Your Code Review Process Isn't Built for This Volume
Georgia Tech researchers have documented a surge in CVEs tied to AI-generated code — at a time when Claude Code now accounts for 8% of worldwide GitHub commits and the vibe coding market is projected at $8.5 billion. The numbers are moving fast, and the security research is starting to show what that looks like downstream.
The problem isn’t that AI writes insecure code by default — it’s that the output volume has outrun the oversight model.

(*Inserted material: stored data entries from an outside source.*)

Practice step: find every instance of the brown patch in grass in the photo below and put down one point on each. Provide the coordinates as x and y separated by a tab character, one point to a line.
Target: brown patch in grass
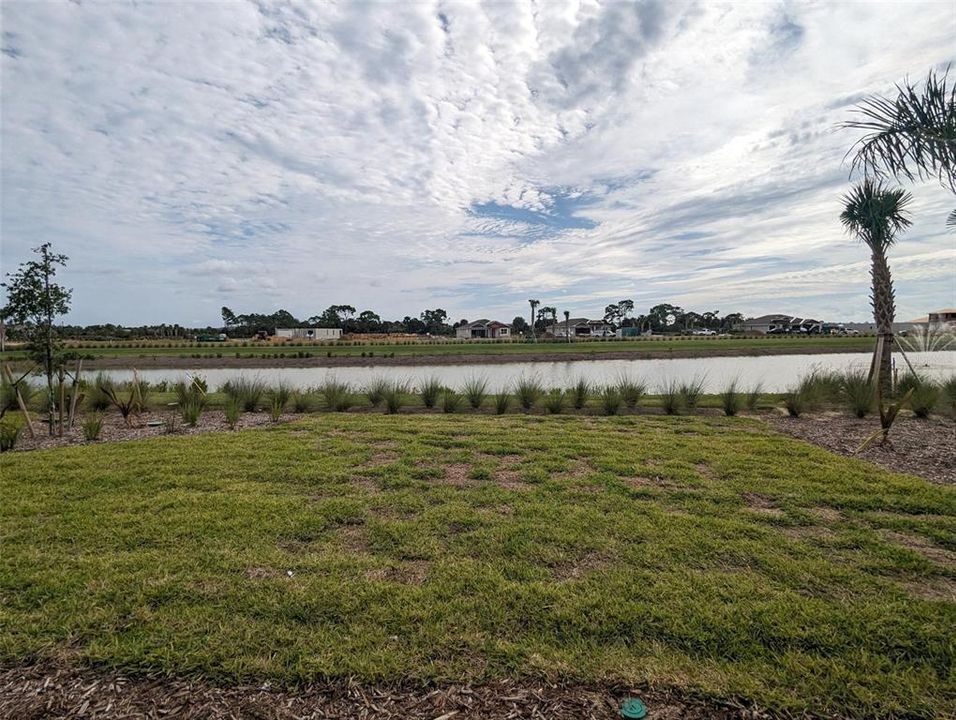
457	474
924	547
935	588
407	572
761	504
579	566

When a coding agent produces in ten minutes what used to take a day, your existing code review process — designed around human output rates — is suddenly a bottleneck. Developers are shipping agent-generated code faster than it’s being meaningfully reviewed, and that’s where vulnerabilities slip through. Not because the AI is uniquely bad at security, but because the quality gate wasn’t built for this throughput.
The NCSC flagged this concern about vibe coding without guardrails, and the Georgia Tech data is the first empirical confirmation.
The practical question isn’t whether to use AI coding tools — most of us already do. It’s whether your review workflow has actually adapted to the new reality. What does your process look like when half your codebase came from an agent? If the answer is “roughly the same as before,” that’s the gap worth closing.
Speed is the feature — unchecked speed is the risk.